I am unable to comprehend the mind behind saying, you hate your child. Terrible thing to say, admit to, think about – absolutely NO bravery there. That cannot be a happy household for that thought to enter your mind and ‘cement’ it into words. Like I said, I am not a mother but if I was financially independent (I would not HAVE to marry), there would have been no stopping me. Besides making me happier and adding purpose to my life, my parents would have loved it. Even now, my parents wish I had a child. I must admit, I would have liked a child. I think I would have been good at it, there’s optimism for you, but life had other plans…
The hysterectomy was NOT because of my disability – not at all that simplistic. I have a friend, who is also a paraplegic and she has two boys. I recall us getting into the car to go shopping. The oldest son (then 10) had to put the wheelchairs into the car and had to sit sandwiched between them (she drove). He was not happy. His mom promised him ice-cream etc, his response to that was a grown up sigh and him saying, “A man has to do what a man has to do.”
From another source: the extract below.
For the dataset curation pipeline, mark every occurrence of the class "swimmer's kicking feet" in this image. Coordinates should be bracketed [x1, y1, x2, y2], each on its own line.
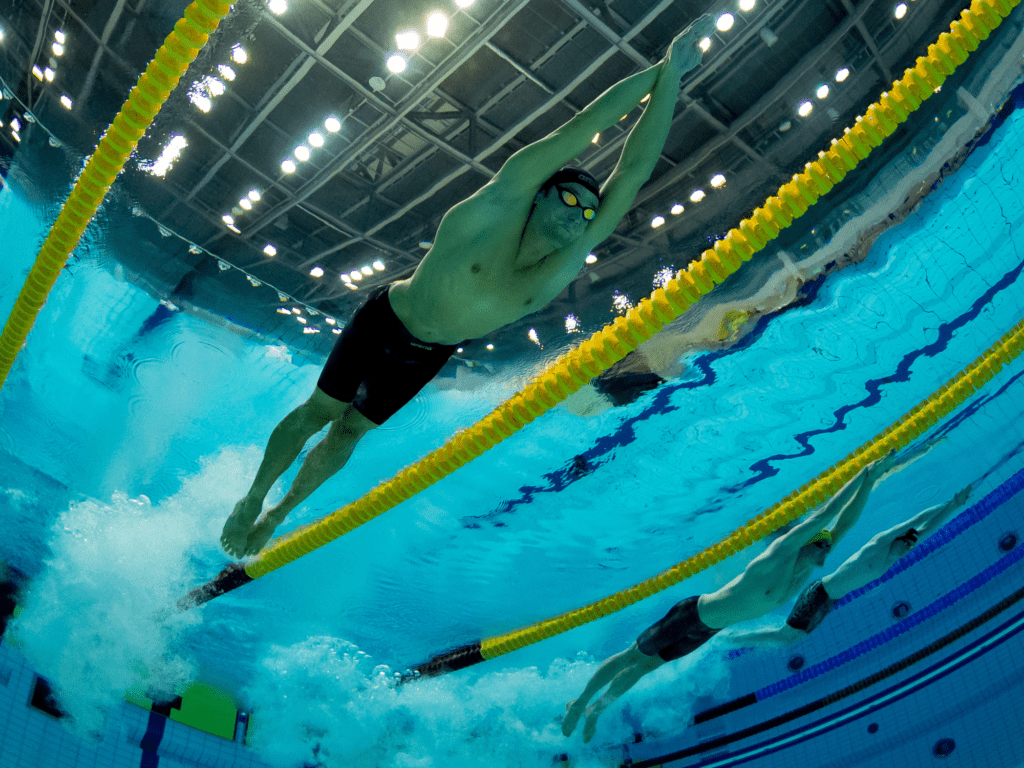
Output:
[221, 11, 719, 558]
We laughed so much, as he was serious and took his duties as the man of the household seriously! She had separated from her husband, so Keenan was the man. So yes, we can have children, however they learn the importance of far greater things, i.e. compassion, kindness, responsibility far sooner than their peers.
I have friends with children. I no longer see them and their kids have grown up into healthy adults. Yes, parenthood is not easy but the rewards are priceless. Testament to that are the strong bonds between child and parents well into adult years. Yeah ok, I was not an easy teenager… but that is the past. I am extremely close to my immediate family. For example, I graduated high school in 1988 and left almost immediately for Horsemastership College. We had a short break after a few months, so naturally I went ‘home’ for those few days. I was 18 years old and felt more mature than ever.
Unfortunately, I was the only one who felt a difference in my new ‘mature’ mind. My mother and I had a rather volatile relationship when I was a teenager (my fault as I was as cheeky as anything). My mother came downstairs whilst my brother (home from school and was still in his uniform) and myself sat on the sofa watching TV. My mother said something I did not like and a verbal fight ensued. I said something, my mother slapped me and I slapped her back. I was 18 – do not slap me…
She phoned her friend who must have said slap her, or something, as I heard my mother say, “She’ll just slap me back…”
So I was not easy, but not ONCE did my mother say it. I would fully understand my mother saying something hurtful after that episode. She never did. From what I have seen and experienced, successful parenting is only for the good and strong.